Crise, bulle spéculative, krach... Il n’y a plus que ça dans la bouche de Jean-Michel Aulas, le patron ès business de
l’Olympique lyonnais. Alors que son club s’apprête à rencontrer le Real Madrid, qui a dépensé cet été plus de 250 millions d’euros en transferts pour attirer les Cristiano Ronaldo, Kaka et autre Benzema, JMA retourne sa veste. Le big boss lyonnais, plutôt adepte du mécénat privé, prône désormais un système de règles économiques pour éviter aux clubs une crise financière à venir.

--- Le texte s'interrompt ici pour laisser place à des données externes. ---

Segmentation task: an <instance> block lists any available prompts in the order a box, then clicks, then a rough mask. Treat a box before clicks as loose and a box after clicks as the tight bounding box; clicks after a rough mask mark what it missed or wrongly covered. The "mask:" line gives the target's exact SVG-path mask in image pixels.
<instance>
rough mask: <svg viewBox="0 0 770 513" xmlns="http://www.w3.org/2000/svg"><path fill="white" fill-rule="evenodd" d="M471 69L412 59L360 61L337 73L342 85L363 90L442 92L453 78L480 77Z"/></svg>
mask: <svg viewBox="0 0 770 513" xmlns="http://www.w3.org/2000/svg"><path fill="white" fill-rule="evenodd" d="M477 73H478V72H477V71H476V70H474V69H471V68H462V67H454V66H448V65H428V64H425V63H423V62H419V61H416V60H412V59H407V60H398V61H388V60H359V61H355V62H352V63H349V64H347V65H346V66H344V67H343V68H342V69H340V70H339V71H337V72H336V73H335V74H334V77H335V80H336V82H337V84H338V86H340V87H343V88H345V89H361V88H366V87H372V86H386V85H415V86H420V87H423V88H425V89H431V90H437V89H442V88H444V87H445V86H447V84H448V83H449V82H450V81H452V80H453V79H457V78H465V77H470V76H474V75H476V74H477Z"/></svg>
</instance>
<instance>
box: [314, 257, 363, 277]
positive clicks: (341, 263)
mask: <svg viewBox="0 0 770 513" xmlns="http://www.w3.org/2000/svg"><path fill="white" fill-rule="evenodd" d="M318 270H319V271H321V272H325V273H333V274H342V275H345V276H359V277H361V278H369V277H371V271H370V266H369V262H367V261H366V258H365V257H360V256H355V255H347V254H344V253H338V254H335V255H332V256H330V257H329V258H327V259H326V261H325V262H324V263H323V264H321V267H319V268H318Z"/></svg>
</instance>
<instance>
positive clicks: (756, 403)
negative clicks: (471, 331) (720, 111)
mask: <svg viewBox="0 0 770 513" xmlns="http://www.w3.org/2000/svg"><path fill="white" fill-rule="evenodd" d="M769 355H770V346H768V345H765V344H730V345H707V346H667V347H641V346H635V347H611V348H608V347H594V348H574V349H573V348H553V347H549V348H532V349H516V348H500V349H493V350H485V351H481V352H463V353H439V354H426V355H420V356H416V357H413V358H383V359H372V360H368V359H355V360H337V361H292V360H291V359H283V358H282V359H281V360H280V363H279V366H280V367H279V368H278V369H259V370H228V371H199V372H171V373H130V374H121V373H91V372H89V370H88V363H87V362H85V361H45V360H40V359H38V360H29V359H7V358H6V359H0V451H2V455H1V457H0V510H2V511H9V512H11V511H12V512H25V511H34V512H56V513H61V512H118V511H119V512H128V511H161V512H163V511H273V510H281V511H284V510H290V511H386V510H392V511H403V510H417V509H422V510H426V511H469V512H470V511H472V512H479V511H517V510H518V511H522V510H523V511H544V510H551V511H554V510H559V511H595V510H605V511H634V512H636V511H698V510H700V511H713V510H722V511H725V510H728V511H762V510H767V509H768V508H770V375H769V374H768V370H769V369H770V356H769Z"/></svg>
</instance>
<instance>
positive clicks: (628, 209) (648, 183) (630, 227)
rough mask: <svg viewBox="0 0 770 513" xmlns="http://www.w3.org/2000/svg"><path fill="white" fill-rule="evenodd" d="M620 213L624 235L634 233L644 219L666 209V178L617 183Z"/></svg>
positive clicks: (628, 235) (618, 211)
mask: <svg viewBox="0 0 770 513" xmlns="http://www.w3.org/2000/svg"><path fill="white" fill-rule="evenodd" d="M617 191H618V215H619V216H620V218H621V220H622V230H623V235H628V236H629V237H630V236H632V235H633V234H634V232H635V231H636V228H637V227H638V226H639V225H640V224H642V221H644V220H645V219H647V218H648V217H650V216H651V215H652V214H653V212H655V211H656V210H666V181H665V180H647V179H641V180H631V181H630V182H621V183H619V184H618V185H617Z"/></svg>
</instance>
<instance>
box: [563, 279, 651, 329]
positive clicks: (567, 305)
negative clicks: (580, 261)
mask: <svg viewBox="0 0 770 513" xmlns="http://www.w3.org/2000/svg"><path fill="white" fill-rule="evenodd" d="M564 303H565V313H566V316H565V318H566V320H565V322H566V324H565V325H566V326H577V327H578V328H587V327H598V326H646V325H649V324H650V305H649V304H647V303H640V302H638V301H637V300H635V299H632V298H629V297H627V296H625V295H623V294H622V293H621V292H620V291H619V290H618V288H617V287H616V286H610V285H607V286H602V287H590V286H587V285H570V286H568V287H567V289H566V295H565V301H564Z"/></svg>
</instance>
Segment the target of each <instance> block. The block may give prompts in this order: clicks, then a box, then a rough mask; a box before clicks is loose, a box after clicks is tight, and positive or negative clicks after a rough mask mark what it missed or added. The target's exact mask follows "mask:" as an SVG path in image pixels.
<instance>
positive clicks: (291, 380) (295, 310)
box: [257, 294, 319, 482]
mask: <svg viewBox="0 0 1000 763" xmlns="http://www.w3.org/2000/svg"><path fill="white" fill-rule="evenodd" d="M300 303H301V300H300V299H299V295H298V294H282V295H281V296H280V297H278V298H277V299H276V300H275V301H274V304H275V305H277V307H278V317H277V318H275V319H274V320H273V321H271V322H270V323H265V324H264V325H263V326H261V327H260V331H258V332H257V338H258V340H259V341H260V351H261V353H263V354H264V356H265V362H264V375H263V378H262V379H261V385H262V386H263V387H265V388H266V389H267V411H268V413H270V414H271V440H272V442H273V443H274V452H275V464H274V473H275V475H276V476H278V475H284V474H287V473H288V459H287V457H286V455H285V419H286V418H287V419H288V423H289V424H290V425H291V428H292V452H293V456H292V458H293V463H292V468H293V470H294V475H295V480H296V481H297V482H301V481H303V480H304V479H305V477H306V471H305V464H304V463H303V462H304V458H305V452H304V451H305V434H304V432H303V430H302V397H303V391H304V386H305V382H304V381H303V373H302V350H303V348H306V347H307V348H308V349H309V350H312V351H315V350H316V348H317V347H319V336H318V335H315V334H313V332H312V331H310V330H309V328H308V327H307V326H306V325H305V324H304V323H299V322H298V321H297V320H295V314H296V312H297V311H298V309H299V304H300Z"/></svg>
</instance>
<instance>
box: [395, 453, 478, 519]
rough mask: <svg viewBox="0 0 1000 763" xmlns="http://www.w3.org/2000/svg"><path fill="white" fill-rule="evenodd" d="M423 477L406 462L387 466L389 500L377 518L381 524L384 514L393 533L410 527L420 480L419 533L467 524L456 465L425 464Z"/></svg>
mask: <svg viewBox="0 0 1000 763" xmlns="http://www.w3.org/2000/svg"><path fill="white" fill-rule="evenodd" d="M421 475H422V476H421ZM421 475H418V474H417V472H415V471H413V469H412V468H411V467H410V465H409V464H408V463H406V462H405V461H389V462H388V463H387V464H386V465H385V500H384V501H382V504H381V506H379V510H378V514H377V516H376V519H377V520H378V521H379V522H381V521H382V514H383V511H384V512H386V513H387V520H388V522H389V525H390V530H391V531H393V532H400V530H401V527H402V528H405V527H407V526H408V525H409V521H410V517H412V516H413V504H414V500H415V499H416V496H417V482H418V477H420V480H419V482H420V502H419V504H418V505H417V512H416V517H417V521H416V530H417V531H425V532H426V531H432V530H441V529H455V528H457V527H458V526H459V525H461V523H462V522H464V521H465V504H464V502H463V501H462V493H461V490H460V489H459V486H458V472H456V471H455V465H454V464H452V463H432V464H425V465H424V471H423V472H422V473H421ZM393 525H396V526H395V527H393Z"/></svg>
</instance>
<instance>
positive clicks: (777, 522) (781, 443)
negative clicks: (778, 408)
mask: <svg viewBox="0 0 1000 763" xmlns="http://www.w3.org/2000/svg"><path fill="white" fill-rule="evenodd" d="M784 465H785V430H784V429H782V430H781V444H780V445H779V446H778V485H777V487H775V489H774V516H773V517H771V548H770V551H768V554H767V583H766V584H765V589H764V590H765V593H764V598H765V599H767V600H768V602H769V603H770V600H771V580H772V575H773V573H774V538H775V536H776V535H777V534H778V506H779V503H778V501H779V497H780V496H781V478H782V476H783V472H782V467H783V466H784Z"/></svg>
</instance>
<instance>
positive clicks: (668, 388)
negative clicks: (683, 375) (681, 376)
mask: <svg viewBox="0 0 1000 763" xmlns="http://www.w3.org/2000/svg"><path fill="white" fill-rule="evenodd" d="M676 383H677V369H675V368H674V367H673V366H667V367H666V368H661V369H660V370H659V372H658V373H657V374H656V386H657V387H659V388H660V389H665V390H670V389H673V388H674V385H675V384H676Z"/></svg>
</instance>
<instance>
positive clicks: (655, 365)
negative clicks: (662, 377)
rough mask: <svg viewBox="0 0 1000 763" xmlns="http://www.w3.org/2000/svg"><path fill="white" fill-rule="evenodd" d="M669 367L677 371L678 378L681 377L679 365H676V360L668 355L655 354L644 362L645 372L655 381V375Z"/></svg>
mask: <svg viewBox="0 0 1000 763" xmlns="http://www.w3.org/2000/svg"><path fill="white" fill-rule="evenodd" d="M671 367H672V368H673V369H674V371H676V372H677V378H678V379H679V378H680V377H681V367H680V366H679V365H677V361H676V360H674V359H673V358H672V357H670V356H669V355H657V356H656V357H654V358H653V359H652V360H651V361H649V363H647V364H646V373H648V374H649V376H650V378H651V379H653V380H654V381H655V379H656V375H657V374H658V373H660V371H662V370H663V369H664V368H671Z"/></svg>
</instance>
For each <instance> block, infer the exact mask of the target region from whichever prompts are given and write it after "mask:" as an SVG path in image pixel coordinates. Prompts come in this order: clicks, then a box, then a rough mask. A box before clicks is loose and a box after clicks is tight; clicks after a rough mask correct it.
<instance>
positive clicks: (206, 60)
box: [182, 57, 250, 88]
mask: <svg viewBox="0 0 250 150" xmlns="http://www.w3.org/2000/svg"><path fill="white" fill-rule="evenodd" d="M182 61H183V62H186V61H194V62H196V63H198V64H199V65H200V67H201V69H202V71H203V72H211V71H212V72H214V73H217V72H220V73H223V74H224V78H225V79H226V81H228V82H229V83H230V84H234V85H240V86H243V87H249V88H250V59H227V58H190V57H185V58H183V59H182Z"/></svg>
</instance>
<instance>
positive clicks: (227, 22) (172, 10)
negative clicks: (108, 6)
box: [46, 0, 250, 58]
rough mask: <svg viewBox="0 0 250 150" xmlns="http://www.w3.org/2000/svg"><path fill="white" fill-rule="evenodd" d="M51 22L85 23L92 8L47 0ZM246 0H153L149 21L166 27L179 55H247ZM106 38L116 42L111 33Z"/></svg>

«Il faut créer un système de règles pour éviter le krach» prévient
Jean-Michel Aulas dans une interview au quotidien espagnol
El Pais,
critiquant ouvertement le modèle du Real Madrid. Le football professionnel européen vit «dans une bulle spéculative qui n'a pas encore éclaté.» S’insurgeant contre les clubs espagnols et anglais dont l’inflation des effectifs et des salaires des joueurs pèsent sur leurs dettes, il envisage «un plafond pour les commissions et le nombre de transferts auxquels participent les agents» des joueurs.
L’UEFA doit réglementer
«La deuxième règle doit être de mettre un plafond au nombre de joueurs professionnels que peut avoir un club», poursuit le PDG de l'OL.
L’UEFA devrait «définir des règles d'équilibre budgétaire pour les clubs en rapport avec leurs ressources propres», alors qu’aujourd’hui ils sont portés par leurs richissimes propriétaires (Silvio Berlusconi pour l'AC Milan ou le Russe Roman Abramovitch à Chelsea).